O’Connor thought for a moment, then said, “Three keys on a plain metal key ring. Nickel-colored. A key to his front door — Yale lock, I think. A key to my place, and a key to the back entrance to the Wrigley Building.” He pulled out his own keys and showed them what those last two keys looked like. “Hardly ever use the one for the paper, because the door is rarely locked. He also had a little saint’s medal on the ring, brass or maybe even gold — yellow metal anyway. Gift from a priest he helped out once. It’s a little worse for wear, has a little nick in it, but Jack won’t be without it.”
“Which saint?”
“Patron saint of reporters — St. Francis of Sales.”
Norton nodded to the crime scene investigator and the man held up a cellophane envelope. “Don’t touch it,” Norton warned O’Connor. “Take a look and tell me if that looks like it.”
There was a gold-colored medal in the envelope, bent near the top, where it had apparently been pulled by force off the key ring. O’Connor saw a small nick near the bottom.
“That’s Jack’s — not a doubt in my mind. He caught it in a metal desk drawer at work a few weeks ago and jammed the drawer. I can see the nick that was left on it when he finally worked it free. You found it on Jergenson?”
“In his trousers pocket.”
“No keys with it?”
“No, and if they aren’t in the marsh, then
maybe someone is using them to try to get into Jack’s place. I’ve got an undercover car keeping an eye on it, just in case our friends stop by, but I won’t be able to do that for long. You think you can swing by there just to make sure the place hasn’t been turned upside down?”

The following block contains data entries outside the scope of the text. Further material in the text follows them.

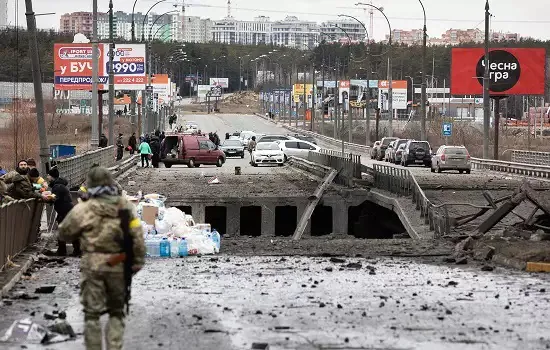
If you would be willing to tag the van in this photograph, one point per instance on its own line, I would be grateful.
(191, 150)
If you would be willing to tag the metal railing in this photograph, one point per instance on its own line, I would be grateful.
(541, 171)
(74, 169)
(530, 157)
(19, 227)
(401, 182)
(348, 164)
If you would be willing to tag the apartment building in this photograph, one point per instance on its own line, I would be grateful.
(76, 22)
(292, 32)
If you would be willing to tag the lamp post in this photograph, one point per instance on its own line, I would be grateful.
(423, 134)
(390, 80)
(367, 108)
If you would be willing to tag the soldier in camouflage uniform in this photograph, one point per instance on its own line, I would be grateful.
(96, 223)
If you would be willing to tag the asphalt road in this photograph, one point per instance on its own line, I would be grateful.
(230, 302)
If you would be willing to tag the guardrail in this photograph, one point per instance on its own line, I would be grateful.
(401, 182)
(74, 169)
(19, 227)
(542, 171)
(348, 165)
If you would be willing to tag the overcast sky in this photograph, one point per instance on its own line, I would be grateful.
(527, 17)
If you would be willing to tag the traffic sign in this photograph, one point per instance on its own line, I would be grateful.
(447, 129)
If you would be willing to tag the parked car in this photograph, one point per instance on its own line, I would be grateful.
(389, 151)
(297, 148)
(374, 149)
(267, 153)
(309, 139)
(191, 150)
(451, 158)
(273, 138)
(384, 143)
(399, 152)
(232, 148)
(418, 153)
(396, 144)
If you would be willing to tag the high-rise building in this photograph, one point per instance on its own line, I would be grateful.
(196, 29)
(339, 31)
(76, 22)
(3, 14)
(231, 31)
(295, 33)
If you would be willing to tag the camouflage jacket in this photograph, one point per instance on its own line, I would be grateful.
(19, 186)
(96, 223)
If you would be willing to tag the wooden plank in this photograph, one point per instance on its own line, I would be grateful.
(314, 200)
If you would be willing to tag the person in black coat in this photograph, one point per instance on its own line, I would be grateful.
(155, 149)
(63, 205)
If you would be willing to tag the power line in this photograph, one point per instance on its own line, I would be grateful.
(355, 8)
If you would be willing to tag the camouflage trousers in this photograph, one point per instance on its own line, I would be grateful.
(103, 292)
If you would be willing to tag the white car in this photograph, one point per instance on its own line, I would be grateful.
(267, 153)
(297, 148)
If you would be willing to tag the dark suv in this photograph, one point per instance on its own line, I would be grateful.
(417, 153)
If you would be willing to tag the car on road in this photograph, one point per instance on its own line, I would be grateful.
(384, 143)
(393, 153)
(451, 158)
(267, 153)
(191, 150)
(232, 148)
(273, 138)
(309, 139)
(297, 148)
(418, 153)
(399, 153)
(389, 151)
(374, 149)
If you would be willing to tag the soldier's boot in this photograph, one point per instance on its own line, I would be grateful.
(115, 330)
(92, 331)
(61, 248)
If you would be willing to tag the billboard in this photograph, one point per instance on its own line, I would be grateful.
(512, 71)
(129, 66)
(399, 94)
(223, 82)
(73, 66)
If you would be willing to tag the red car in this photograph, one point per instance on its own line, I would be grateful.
(191, 150)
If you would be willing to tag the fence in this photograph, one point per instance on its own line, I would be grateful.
(401, 182)
(349, 165)
(530, 157)
(74, 169)
(19, 227)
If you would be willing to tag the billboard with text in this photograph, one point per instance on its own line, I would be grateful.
(512, 71)
(73, 66)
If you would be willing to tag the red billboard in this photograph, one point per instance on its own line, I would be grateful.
(512, 71)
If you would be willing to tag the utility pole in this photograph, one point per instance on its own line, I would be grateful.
(424, 135)
(111, 76)
(94, 143)
(37, 79)
(486, 96)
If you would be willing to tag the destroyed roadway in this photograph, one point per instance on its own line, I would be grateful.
(229, 302)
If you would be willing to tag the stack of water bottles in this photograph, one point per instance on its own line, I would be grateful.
(199, 241)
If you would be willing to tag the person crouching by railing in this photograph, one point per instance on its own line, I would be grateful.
(62, 205)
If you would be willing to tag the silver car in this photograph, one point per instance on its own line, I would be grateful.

“Sure. But — listen, Dan, there are some things I want to talk to you about — about Katy.”
“Tell you what. There’s a steak place not far from Jack’s. Let’s go by his house, take a quick look, grab his teddy bear or whatever the hell else he may need at the hospital — other than a bottle of rye — and leave. Then you can tell me all your troubles over dinner. And I can get the hell away from the stench of this place.”
Jack’s house was locked up and showed no sign of disturbance. O’Connor called the hospital from the home of one of Jack’s neighbors and learned that Jack was awake — and that Helen had told him what had happened to Katy and the baby. O’Connor asked to talk to him, and asked him where the spare key was hidden, and if he minded if Dan Norton entered the house with him.
Jack sounded listless, but he told O’Connor that the latest hiding place was in part of a window air conditioner at the back of the house, and that he didn’t care what Dan Norton did. But at the end of this dull recital, he said, “Come by later, if you get a minute, Conn.”
“I’ll definitely be there,” O’Connor assured him.
“For a drunk,” Norton said, looking around the tiny living room, “Corrigan leads an orderly existence.”
O’Connor didn’t reply to him. Norton watched as he walked through the small home. In the bedroom, James Joyce’s The Dubliners was on the night-stand. O’Connor took it with him. As nearly as he could tell, nothing in the house had been disturbed.
“Going to bring him a bottle?” Norton asked.
“No. I don’t want to kill him.”
“Kind of surprised you had to call him to find out where the spare key was. Surprised you don’t have a key to this place yourself. After all, he’s got one to your place, right?”